Potrzebny był aktor, który wpasuje się w tę spuściznę i nie będzie się bał "wejść w buty" legendarnego bohatera, jednocześnie nadając postaci nowej interpretacji. O pomyśle swoistego restartu Dredda usłyszał Karl Urban. "Uwielbiam komiksy, spotkałem się więc z Alexem, Andrew, Allonem i Pete’em, żeby poznać ich wizję. Od początku byłem świadomy tego, że planują radykalnie inną wersję od tej hollywoodzkiej; bardziej mroczną, szorstką, realistyczną. Takie podejście mnie przekonało", dodaje aktor. "Miał odpowiednie doświadczenie aktorskie, a w jego słowach czuć było autentyczną pasję", wspomina Reich. "Wychował się na komiksach, znał bardzo dobrze uniwersum 2000 AD, spodobał mu się scenariusz. To był nasz Dredd", podkreśla Macdonald.
"Zakochałem się w tej postaci w wieku 16 lat", wspomina Urban. "To szeryf w królestwie bezprawia, w którym pojęcie sprawiedliwości mocno się zdewaluowało". Aktorowi bardzo spodobał się fakt, iż twórcy postanowili, że Dredd nie ujawni w filmie swojej twarzy. "To jeden z najciekawszych aspektów tej postaci – nigdy nie wiadomo, kim naprawdę jest. Od 1977 roku, kiedy pojawił się po raz pierwszy, był bezosobowym, enigmatycznym przedstawicielem prawa. Dredd z twarzą to nie Dredd", podkreśla aktor. "Nie mogłem jednak zagrać robota. To musiał być człowiek, który stara się utrzymać porządek w świecie rozpadającym się na drobne kawałki. Nie żaden Superman czy Batman, lecz przeciętny facet, któremu bliżej do bohaterskich strażaków pracujących w ruinach Word Trade Center", wyznaje Urban. "To było dla mnie wielkie wyzwanie – nadać mu jak największego charakteru i dynamizmu, ale także pokazać rysujące się za hełmem emocje i niuanse".
Urbana zawsze bardziej interesowały nieco mroczniejsze role. "Ciekawią mnie wady i błędy, czyli to, co sprawia, że ludzie są ludźmi. Dredd to ciekawy przypadek. Całkowicie skrywa swe emocje, wyrzucił z głowy wszelkie myśli o życiu poza pracą, o jakimkolwiek towarzystwie.

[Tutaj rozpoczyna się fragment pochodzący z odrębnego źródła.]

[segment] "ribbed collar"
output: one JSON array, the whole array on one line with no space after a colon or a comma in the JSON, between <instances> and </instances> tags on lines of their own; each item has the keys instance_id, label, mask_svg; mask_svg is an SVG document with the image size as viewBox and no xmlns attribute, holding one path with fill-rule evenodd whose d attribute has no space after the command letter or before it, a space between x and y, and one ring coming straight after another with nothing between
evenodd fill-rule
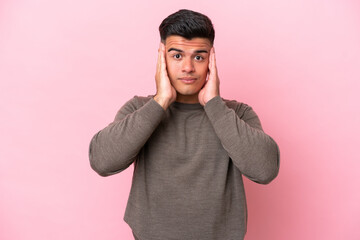
<instances>
[{"instance_id":1,"label":"ribbed collar","mask_svg":"<svg viewBox=\"0 0 360 240\"><path fill-rule=\"evenodd\" d=\"M197 109L203 109L204 108L200 103L173 102L171 105L174 108L184 109L184 110L197 110Z\"/></svg>"}]
</instances>

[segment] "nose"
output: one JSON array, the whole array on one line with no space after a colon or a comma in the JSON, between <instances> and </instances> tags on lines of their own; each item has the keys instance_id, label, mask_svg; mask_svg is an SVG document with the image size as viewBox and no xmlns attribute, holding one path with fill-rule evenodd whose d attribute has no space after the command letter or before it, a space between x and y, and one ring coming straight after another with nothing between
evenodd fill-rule
<instances>
[{"instance_id":1,"label":"nose","mask_svg":"<svg viewBox=\"0 0 360 240\"><path fill-rule=\"evenodd\" d=\"M194 63L191 58L185 58L183 60L182 71L186 73L191 73L195 71Z\"/></svg>"}]
</instances>

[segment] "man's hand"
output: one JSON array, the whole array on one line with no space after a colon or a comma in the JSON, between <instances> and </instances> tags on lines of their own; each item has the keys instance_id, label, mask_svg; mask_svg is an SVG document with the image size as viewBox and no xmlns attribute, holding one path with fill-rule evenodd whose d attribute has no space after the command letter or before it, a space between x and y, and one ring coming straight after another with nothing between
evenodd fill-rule
<instances>
[{"instance_id":1,"label":"man's hand","mask_svg":"<svg viewBox=\"0 0 360 240\"><path fill-rule=\"evenodd\" d=\"M214 47L210 50L209 58L209 77L204 87L199 92L199 102L201 105L205 104L212 98L220 95L220 80L216 68L215 50Z\"/></svg>"},{"instance_id":2,"label":"man's hand","mask_svg":"<svg viewBox=\"0 0 360 240\"><path fill-rule=\"evenodd\" d=\"M154 100L159 103L164 110L176 100L176 90L171 85L169 76L166 70L165 61L165 45L160 43L158 60L156 64L156 95Z\"/></svg>"}]
</instances>

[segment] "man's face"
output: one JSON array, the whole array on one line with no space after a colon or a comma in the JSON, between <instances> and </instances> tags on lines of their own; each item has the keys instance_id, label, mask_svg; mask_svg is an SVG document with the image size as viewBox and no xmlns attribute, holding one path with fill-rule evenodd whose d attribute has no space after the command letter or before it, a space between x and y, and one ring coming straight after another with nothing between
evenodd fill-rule
<instances>
[{"instance_id":1,"label":"man's face","mask_svg":"<svg viewBox=\"0 0 360 240\"><path fill-rule=\"evenodd\" d=\"M206 82L211 47L206 38L166 38L166 67L178 102L198 102L198 93Z\"/></svg>"}]
</instances>

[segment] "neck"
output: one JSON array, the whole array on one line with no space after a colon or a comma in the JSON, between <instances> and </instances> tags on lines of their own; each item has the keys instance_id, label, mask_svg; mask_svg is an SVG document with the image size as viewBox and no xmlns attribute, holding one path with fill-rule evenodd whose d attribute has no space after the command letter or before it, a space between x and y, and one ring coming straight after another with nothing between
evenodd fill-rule
<instances>
[{"instance_id":1,"label":"neck","mask_svg":"<svg viewBox=\"0 0 360 240\"><path fill-rule=\"evenodd\" d=\"M176 93L176 102L180 103L199 103L199 93L194 95L182 95L180 93Z\"/></svg>"}]
</instances>

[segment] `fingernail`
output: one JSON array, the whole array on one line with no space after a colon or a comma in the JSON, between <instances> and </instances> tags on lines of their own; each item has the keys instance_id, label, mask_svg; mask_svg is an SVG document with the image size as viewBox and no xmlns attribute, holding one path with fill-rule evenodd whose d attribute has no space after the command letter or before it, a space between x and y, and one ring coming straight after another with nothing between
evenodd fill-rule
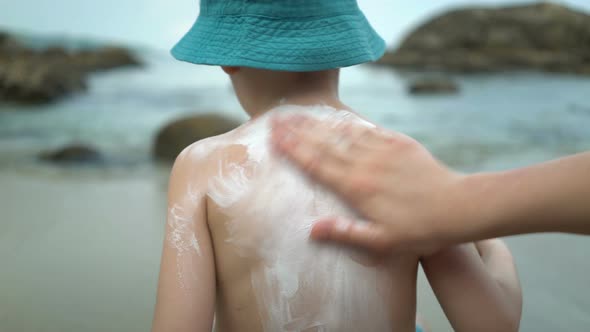
<instances>
[{"instance_id":1,"label":"fingernail","mask_svg":"<svg viewBox=\"0 0 590 332\"><path fill-rule=\"evenodd\" d=\"M346 233L350 228L351 223L344 219L337 219L334 223L334 231L339 233Z\"/></svg>"},{"instance_id":2,"label":"fingernail","mask_svg":"<svg viewBox=\"0 0 590 332\"><path fill-rule=\"evenodd\" d=\"M290 131L284 132L282 136L279 138L279 144L282 147L291 147L295 145L296 142L297 139L295 138L295 135L293 134L293 132Z\"/></svg>"},{"instance_id":3,"label":"fingernail","mask_svg":"<svg viewBox=\"0 0 590 332\"><path fill-rule=\"evenodd\" d=\"M273 141L278 141L283 136L283 130L278 127L272 127L270 131L270 138Z\"/></svg>"},{"instance_id":4,"label":"fingernail","mask_svg":"<svg viewBox=\"0 0 590 332\"><path fill-rule=\"evenodd\" d=\"M364 232L369 229L369 225L366 221L356 221L351 225L351 227L355 232Z\"/></svg>"},{"instance_id":5,"label":"fingernail","mask_svg":"<svg viewBox=\"0 0 590 332\"><path fill-rule=\"evenodd\" d=\"M296 131L301 129L301 126L299 124L293 122L287 122L284 124L284 126L287 130L290 131Z\"/></svg>"},{"instance_id":6,"label":"fingernail","mask_svg":"<svg viewBox=\"0 0 590 332\"><path fill-rule=\"evenodd\" d=\"M332 226L327 222L317 222L311 228L311 238L314 240L327 240Z\"/></svg>"},{"instance_id":7,"label":"fingernail","mask_svg":"<svg viewBox=\"0 0 590 332\"><path fill-rule=\"evenodd\" d=\"M285 121L285 125L291 129L301 129L305 127L306 122L307 117L303 115L292 115Z\"/></svg>"},{"instance_id":8,"label":"fingernail","mask_svg":"<svg viewBox=\"0 0 590 332\"><path fill-rule=\"evenodd\" d=\"M289 117L285 115L274 115L271 118L271 125L273 127L285 127L289 124Z\"/></svg>"}]
</instances>

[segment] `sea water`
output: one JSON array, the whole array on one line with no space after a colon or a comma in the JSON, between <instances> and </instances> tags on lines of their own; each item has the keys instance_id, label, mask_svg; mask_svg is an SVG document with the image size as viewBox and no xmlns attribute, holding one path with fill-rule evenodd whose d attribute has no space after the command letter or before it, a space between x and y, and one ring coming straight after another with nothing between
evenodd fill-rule
<instances>
[{"instance_id":1,"label":"sea water","mask_svg":"<svg viewBox=\"0 0 590 332\"><path fill-rule=\"evenodd\" d=\"M77 142L113 160L149 159L157 131L191 114L245 114L217 67L141 50L146 66L94 75L88 93L40 106L0 105L0 167ZM590 78L560 74L452 75L457 95L416 97L432 74L359 66L342 72L341 97L368 119L407 133L459 168L511 167L588 149ZM20 162L19 162L20 160Z\"/></svg>"}]
</instances>

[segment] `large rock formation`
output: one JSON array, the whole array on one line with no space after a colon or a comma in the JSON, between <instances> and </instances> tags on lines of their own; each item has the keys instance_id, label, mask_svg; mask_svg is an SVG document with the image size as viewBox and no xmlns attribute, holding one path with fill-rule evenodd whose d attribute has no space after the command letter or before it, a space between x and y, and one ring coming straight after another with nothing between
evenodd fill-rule
<instances>
[{"instance_id":1,"label":"large rock formation","mask_svg":"<svg viewBox=\"0 0 590 332\"><path fill-rule=\"evenodd\" d=\"M454 10L417 28L380 63L423 70L590 75L590 15L548 2Z\"/></svg>"},{"instance_id":2,"label":"large rock formation","mask_svg":"<svg viewBox=\"0 0 590 332\"><path fill-rule=\"evenodd\" d=\"M0 101L42 103L86 88L85 72L60 60L0 60Z\"/></svg>"},{"instance_id":3,"label":"large rock formation","mask_svg":"<svg viewBox=\"0 0 590 332\"><path fill-rule=\"evenodd\" d=\"M84 90L92 72L139 64L122 48L33 50L0 32L0 101L53 101Z\"/></svg>"},{"instance_id":4,"label":"large rock formation","mask_svg":"<svg viewBox=\"0 0 590 332\"><path fill-rule=\"evenodd\" d=\"M160 160L173 161L187 146L207 137L231 131L240 123L218 114L203 114L180 119L160 130L153 148Z\"/></svg>"}]
</instances>

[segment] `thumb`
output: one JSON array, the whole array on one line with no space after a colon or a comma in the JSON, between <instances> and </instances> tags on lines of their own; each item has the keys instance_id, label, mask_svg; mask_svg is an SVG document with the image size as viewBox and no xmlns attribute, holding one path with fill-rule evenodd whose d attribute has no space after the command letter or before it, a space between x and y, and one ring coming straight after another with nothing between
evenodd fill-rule
<instances>
[{"instance_id":1,"label":"thumb","mask_svg":"<svg viewBox=\"0 0 590 332\"><path fill-rule=\"evenodd\" d=\"M316 241L336 242L384 254L390 251L386 229L378 224L344 218L317 221L311 229Z\"/></svg>"}]
</instances>

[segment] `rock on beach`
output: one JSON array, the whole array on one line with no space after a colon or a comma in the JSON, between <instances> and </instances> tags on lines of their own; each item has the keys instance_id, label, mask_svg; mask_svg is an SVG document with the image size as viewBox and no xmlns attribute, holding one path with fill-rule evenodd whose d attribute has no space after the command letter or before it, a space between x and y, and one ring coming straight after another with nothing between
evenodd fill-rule
<instances>
[{"instance_id":1,"label":"rock on beach","mask_svg":"<svg viewBox=\"0 0 590 332\"><path fill-rule=\"evenodd\" d=\"M153 146L153 155L159 160L174 161L176 156L192 143L224 134L239 125L239 121L216 113L176 120L158 132Z\"/></svg>"},{"instance_id":2,"label":"rock on beach","mask_svg":"<svg viewBox=\"0 0 590 332\"><path fill-rule=\"evenodd\" d=\"M72 144L53 151L42 152L39 158L43 161L58 164L85 164L103 160L102 154L93 147Z\"/></svg>"}]
</instances>

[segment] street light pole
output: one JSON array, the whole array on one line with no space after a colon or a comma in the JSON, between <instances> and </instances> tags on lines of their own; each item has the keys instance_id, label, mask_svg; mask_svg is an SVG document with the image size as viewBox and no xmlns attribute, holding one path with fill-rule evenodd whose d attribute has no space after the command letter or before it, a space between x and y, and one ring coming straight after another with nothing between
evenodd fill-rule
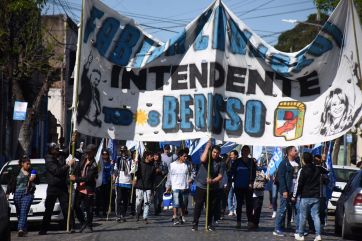
<instances>
[{"instance_id":1,"label":"street light pole","mask_svg":"<svg viewBox=\"0 0 362 241\"><path fill-rule=\"evenodd\" d=\"M296 19L282 19L283 22L286 22L286 23L292 23L292 24L305 24L305 25L311 25L311 26L315 26L315 27L318 27L318 28L322 28L323 25L321 24L317 24L317 23L310 23L310 22L302 22L302 21L298 21Z\"/></svg>"}]
</instances>

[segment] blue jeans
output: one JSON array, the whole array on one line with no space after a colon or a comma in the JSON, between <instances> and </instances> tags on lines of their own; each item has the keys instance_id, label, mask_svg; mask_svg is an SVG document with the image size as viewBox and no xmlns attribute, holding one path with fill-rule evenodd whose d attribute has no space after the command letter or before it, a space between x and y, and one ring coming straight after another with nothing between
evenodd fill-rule
<instances>
[{"instance_id":1,"label":"blue jeans","mask_svg":"<svg viewBox=\"0 0 362 241\"><path fill-rule=\"evenodd\" d=\"M274 212L276 212L277 208L278 208L278 193L279 193L279 187L278 187L278 185L275 185L273 183L273 186L272 186L272 195L273 195L272 202L273 202L273 211Z\"/></svg>"},{"instance_id":2,"label":"blue jeans","mask_svg":"<svg viewBox=\"0 0 362 241\"><path fill-rule=\"evenodd\" d=\"M235 212L235 193L234 188L231 187L228 194L228 209L229 212Z\"/></svg>"},{"instance_id":3,"label":"blue jeans","mask_svg":"<svg viewBox=\"0 0 362 241\"><path fill-rule=\"evenodd\" d=\"M300 233L299 221L300 221L300 197L297 197L297 200L295 202L295 216L294 216L295 233Z\"/></svg>"},{"instance_id":4,"label":"blue jeans","mask_svg":"<svg viewBox=\"0 0 362 241\"><path fill-rule=\"evenodd\" d=\"M285 215L287 213L287 209L290 208L290 205L290 198L284 198L283 195L280 195L280 206L275 219L275 231L282 231L282 226L285 222Z\"/></svg>"},{"instance_id":5,"label":"blue jeans","mask_svg":"<svg viewBox=\"0 0 362 241\"><path fill-rule=\"evenodd\" d=\"M321 222L319 219L319 198L302 198L300 201L300 220L298 228L300 236L303 236L305 222L309 213L312 215L316 235L321 234Z\"/></svg>"}]
</instances>

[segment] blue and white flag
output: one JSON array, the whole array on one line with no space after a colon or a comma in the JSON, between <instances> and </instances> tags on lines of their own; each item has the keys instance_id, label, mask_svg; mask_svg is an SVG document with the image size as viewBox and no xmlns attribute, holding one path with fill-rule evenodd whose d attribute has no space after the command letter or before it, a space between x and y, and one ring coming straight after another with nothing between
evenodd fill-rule
<instances>
[{"instance_id":1,"label":"blue and white flag","mask_svg":"<svg viewBox=\"0 0 362 241\"><path fill-rule=\"evenodd\" d=\"M269 161L268 170L269 174L273 175L274 172L278 169L279 164L283 160L283 152L281 147L275 147L273 157Z\"/></svg>"},{"instance_id":2,"label":"blue and white flag","mask_svg":"<svg viewBox=\"0 0 362 241\"><path fill-rule=\"evenodd\" d=\"M102 138L101 143L99 143L97 154L95 156L95 160L98 166L98 178L96 180L96 187L100 187L103 182L103 159L101 158L102 149L103 149L104 138Z\"/></svg>"},{"instance_id":3,"label":"blue and white flag","mask_svg":"<svg viewBox=\"0 0 362 241\"><path fill-rule=\"evenodd\" d=\"M323 145L322 143L318 143L318 144L315 144L312 151L311 151L311 154L314 156L314 155L322 155L322 150L323 149Z\"/></svg>"},{"instance_id":4,"label":"blue and white flag","mask_svg":"<svg viewBox=\"0 0 362 241\"><path fill-rule=\"evenodd\" d=\"M107 148L108 148L112 161L116 161L116 159L117 159L117 140L110 139L108 141Z\"/></svg>"},{"instance_id":5,"label":"blue and white flag","mask_svg":"<svg viewBox=\"0 0 362 241\"><path fill-rule=\"evenodd\" d=\"M234 150L234 148L237 146L238 146L238 144L236 144L235 142L228 141L224 145L221 146L220 154L223 155L223 154L229 153L232 150Z\"/></svg>"},{"instance_id":6,"label":"blue and white flag","mask_svg":"<svg viewBox=\"0 0 362 241\"><path fill-rule=\"evenodd\" d=\"M328 177L329 177L329 183L327 186L327 198L330 199L332 197L333 188L336 185L336 176L334 174L333 170L333 160L332 160L332 153L333 153L333 145L334 141L329 142L328 146L328 154L327 154L327 170L329 171Z\"/></svg>"}]
</instances>

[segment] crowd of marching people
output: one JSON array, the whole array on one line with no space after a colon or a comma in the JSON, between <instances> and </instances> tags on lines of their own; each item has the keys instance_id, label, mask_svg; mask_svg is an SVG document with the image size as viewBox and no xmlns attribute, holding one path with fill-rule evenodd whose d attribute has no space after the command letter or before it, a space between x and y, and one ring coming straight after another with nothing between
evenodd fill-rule
<instances>
[{"instance_id":1,"label":"crowd of marching people","mask_svg":"<svg viewBox=\"0 0 362 241\"><path fill-rule=\"evenodd\" d=\"M193 231L199 228L203 210L208 231L215 231L215 225L225 215L235 217L235 228L241 229L245 206L245 226L256 230L267 190L275 219L274 235L285 236L286 230L293 229L293 220L296 240L304 240L309 233L315 233L316 241L321 240L326 223L325 187L329 181L324 156L299 154L296 147L289 146L277 171L270 173L267 165L251 157L246 145L240 155L236 150L221 155L220 146L209 141L198 165L187 148L174 154L169 145L163 147L162 153L146 150L142 156L123 145L115 160L108 149L102 150L100 161L96 161L96 153L97 147L90 144L84 152L78 151L76 158L66 158L58 145L49 145L45 158L47 197L39 235L47 234L56 200L70 232L75 232L75 217L79 232L93 232L93 213L108 217L113 206L120 223L126 222L131 214L148 224L150 215L172 210L173 225L189 222ZM24 236L38 180L27 156L19 160L19 165L20 171L9 181L7 194L14 193L18 235ZM102 180L96 184L100 174ZM70 183L76 184L74 190ZM70 194L74 197L71 202ZM194 207L193 217L188 217L189 206Z\"/></svg>"}]
</instances>

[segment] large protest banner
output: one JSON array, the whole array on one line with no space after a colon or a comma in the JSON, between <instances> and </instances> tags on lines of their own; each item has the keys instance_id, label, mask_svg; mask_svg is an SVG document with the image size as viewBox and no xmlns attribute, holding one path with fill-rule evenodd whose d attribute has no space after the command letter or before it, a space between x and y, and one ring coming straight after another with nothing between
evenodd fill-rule
<instances>
[{"instance_id":1,"label":"large protest banner","mask_svg":"<svg viewBox=\"0 0 362 241\"><path fill-rule=\"evenodd\" d=\"M335 139L361 117L362 33L350 0L296 53L268 45L221 1L165 43L101 1L85 1L83 13L81 133L285 146Z\"/></svg>"}]
</instances>

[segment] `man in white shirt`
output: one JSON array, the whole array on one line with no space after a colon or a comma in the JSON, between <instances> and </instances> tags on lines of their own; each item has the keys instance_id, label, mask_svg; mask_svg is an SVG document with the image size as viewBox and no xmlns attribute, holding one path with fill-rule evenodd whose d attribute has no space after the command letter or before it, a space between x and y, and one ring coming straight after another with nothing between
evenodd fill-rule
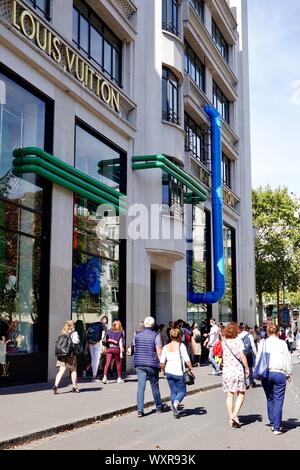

Uważam, że to w pewnym sensie postać tragiczna, ponieważ chce chronić społeczeństwo, podczas gdy sam nie jest w stanie stać się jego pełnoprawnym członkiem". Wcielanie się w Sędziego Dredda nie polegało jednak wyłącznie na ukazywaniu człowieka za maską. "Już na samym początku zostałem wysłany na dwuipółtygodniowe szkolenie, które całkowicie zmieniło moje myślenie o tej roli", mówi Urban. "Ćwiczenia z bronią, ruch taktyczny, poruszanie się pod ostrzałem, strzelanie, pokonywanie przeszkód, aresztowanie ludzi itd. Jednym z iście szalonych aspektów mojego zawodu jest uczenie się rzeczy, których nigdy nie będę w stanie wykorzystać w normalnym życiu".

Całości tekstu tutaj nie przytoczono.